Не ответив, она направилась к большому шатру. У самого порога кто-то сразу же сунул ей чашку ромашкового чая. Шивон стояла на улице и дула на чай, когда ее взгляд упал на Тенча, говорившего что-то в диктофон. Держала диктофон журналистка, которая, как сразу же вспомнила Шивон, когда-то Дружила с Ребусом… Мейри Хендерсон. Шивон подошла поближе и услышала, о чем вещает Тенч.
— «Большая восьмерка» — это прекрасно, но исполнительная власть должна серьезно задуматься о том, что творится дома. У местных детей нет практически никакого будущего. Здесь царит разруха, но с разрухой можно покончить. Окажите помощь, и у этих детей появится то, чем можно будет гордиться, что даст им возможность работать и приносить пользу. Как говорится: радейте о мировом порядке… но прибирайтесь и на своей кухне.Большое вам спасибо.
Он двинулся дальше, снова пожимая протянутые руки и гладя по головкам детей. Журналистка, еще раньше заметившая Шивон, сочла необходимым подойти, держа наготове диктофон.
— Ничего не хотите добавить к моему репортажу, сержант Кларк?
— Нет.
— А я слышала, вы здесь уже второй вечер подряд… Какая необходимость?

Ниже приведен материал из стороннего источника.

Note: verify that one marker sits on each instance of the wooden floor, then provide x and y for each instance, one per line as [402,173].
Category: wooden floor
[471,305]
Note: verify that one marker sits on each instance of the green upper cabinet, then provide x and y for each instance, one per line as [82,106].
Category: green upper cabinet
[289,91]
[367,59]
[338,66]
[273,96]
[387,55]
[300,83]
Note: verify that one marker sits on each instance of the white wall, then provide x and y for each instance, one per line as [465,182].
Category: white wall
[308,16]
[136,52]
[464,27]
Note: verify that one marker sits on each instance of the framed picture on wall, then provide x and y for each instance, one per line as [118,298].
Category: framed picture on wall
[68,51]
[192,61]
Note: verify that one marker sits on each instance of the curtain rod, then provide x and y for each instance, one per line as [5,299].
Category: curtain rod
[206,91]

— Я сейчас не в настроении, Мейри, — ответила Шивон и, помолчав, спросила: — Вы действительно собираетесь написать об этом статью?
— Все человечество смотрит на нас. — Она выключила диктофон. — Надеюсь, Джон получил от меня пакет.
— Какой пакет?
— С информацией о «Пеннен Индастриз» и Бене Уэбстере. Не знаю, как он намерен ее использовать.
— Как только он приступит к чтению, у него сразу появятся мысли.
Мейри утвердительно кивнула:
— Надеюсь, меня он при этом не забудет. — Она заметила чашку в руке Шивон. — Это чай? Умираю хочу пить.
— Мне дали его в том шатре, — Шивон кивком указала на большую белую палатку. — Правда, он довольно слабый. Попросите, чтобы налили покрепче.
— Спасибо, — поблагодарила журналистка и пошла за чаем.
— Не за что, — ответила Шивон, выливая остатки на землю.
В ночных теленовостях рассказывали о концертах «Лайв Эйт». Не только о лондонском, но и о филадельфийском и о корнуэльском, короче — обо всех. Общее число зрителей приближалось к полумиллиарду, и возникали опасения, что из-за того, что концерты так затянулись, толпы будут вынуждены провести ночь под открытым небом.
— Ну и ну, — сказал Ребус, выливая в рот остатки пива из последней банки.
Наконец начался репортаж о марше «Оставим бедность в прошлом» и слово взял какой-то визгливый персонаж, заявивший, что его привела сюда в этот день «насущная потребность своим личным участием в этой исторической акции приблизить тот миг, когда бедность останется в прошлом».
Ребус переключился на 5-й канал, где шел сериал «Закон и порядок: отдел особо тяжких убийств». Ему казалось странным это название: разве не каждое убийство — особо тяжкое преступление? Но, вспомнив о Сириле Коллере, он решил, что нет.
Сирил Коллер, громила Верзилы Гора Кафферти. Никак он не походил на случайную жертву, а получается, что вроде бы случайная.
Тревор Гест… пока что только кусочек пластика, но за ним скрывается личность. Ребус уже просмотрел всех Гестов в телефонном справочнике; там их оказалось почти два десятка. Обзвонил половину, ответили только четверо — но никто из них не знал никакого Тревора.